Presenter: Anya Marina Kuznetsov
Faculty Sponsor: Alexandra Zagalskaya
School: UMass Amherst
Research Area: Chemical and Biomolecular Engineering
Session: Poster Session 4, 2:15 PM - 3:00 PM, Auditorium, A45
ABSTRACT
Rare earth elements (REEs) are a group of 17 heavy metals found throughout modern society, from medical equipment, to cellphones, to clean energy technologies like electric vehicles. Despite the name, REEs are easy to find but difficult to extract and purify. Mines are the traditional source for REEs, yet have long-lasting and detrimental effects on the environment. Therefore, there is an urgent need to develop new and environmentally friendly methods to meet the demand for REEs. REE extraction from wastewater streams presents a promising solution that supports a circular economy by reusing toxic metals that would otherwise be released to the environment.
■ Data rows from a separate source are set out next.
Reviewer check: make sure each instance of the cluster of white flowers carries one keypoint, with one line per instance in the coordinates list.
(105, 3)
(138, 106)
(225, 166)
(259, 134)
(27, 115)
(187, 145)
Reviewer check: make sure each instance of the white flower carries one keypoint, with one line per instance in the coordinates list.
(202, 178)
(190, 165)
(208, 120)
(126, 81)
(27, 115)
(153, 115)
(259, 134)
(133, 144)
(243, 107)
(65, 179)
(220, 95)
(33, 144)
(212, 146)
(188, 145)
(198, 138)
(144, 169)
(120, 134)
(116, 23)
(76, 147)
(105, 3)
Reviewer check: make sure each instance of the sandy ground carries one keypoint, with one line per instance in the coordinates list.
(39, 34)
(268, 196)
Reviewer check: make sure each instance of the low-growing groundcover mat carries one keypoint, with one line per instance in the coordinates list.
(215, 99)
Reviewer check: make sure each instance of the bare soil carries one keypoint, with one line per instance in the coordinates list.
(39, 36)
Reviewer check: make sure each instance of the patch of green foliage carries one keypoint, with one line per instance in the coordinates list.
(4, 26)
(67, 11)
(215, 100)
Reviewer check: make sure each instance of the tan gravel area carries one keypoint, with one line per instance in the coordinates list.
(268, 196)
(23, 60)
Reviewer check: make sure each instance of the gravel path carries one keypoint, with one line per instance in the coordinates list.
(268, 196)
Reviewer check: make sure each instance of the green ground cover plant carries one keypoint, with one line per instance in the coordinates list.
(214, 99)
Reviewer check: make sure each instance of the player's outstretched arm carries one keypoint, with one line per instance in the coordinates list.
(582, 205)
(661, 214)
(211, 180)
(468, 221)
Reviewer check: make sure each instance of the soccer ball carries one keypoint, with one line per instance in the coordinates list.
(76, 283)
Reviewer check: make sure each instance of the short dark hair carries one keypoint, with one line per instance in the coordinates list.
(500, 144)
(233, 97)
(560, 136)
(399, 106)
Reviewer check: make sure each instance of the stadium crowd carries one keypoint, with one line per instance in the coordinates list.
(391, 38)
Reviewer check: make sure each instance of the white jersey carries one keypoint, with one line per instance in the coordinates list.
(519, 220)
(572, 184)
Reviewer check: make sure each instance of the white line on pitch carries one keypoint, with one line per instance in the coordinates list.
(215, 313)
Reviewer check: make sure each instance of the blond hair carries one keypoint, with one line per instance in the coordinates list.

This project investigates computationally both light REEs: europium (Eu), lanthanum (La) and neodymium (Nd), and heavy REEs: ytterbium (Yb), dysprosium (Dy) and samarium (Sm) to capture trends across the rare earth element series. Explicit water solvation is employed to accurately describe hydration structure, ligand competition, and metal-ligand bonding under realistic aqueous conditions. We quantify binding affinities, coordination environments, and electronic structure descriptors to examine how chelation strength and solvation effects influence the thermodynamic and kinetic feasibility of electrochemical REE recovery. Insights from this work will provide fundamental design principles for electrochemical separation strategies to selectively recover REEs from complex wastewater streams.